Selon plusieurs analystes, les soldats ukrainiens ont atteint Soudja, une ville russe d'environ 5.500 habitants située à une dizaine de kilomètres de la frontière et qui abrite un hub de gaz fournissant toujours l'Europe via l'Ukraine.
Des habitants évacués de cette ville ont fait état d'une situation difficile sur place, selon des images diffusées par le parti russe LDPR, qui participe à l'accueil des déplacés.
"La situation est mauvaise... il n'y a pas de communication" avec ceux restés sur place, a raconté Alexeï, un ambulancier de Soudja qui attend de recevoir une aide humanitaire.
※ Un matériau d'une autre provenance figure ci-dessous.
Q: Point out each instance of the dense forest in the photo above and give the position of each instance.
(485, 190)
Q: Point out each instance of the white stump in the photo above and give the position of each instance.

Un autre homme, lui aussi prénommé Alexeï, un bénévole, a quant à lui expliqué que les évacués "se sentent abandonnés".
Des chaînes Telegram d'observateurs militaires ukrainiens ont diffusé des images de drone, non vérifiées, montrant ce qui est présenté comme étant des soldats russes se rendant.
Mercredi, Vladimir Poutine était apparu visiblement en colère à la télévision russe, dénonçant une "provocation à grande échelle" de l'Ukraine et l'accusant de frapper aveuglément des bâtiments civils.
Bien que l'ampleur de la progression des militaires ukrainiens ne soit pas claire, le géant Gazprom a assuré jeudi continuer à livrer quotidiennement, comme à son habitude, son gaz via Soudja.
Ce gaz transite ensuite par l'Ukraine à destination notamment de la Slovaquie et de la Hongrie.
Les autorités ont instauré l'état d'urgence dans la région de Koursk et affirmé qu'au moins cinq civils y avaient trouvé la mort et 66 avaient été blessés, dont neuf enfants. Environ 3.000 personnes ont déjà été évacuées.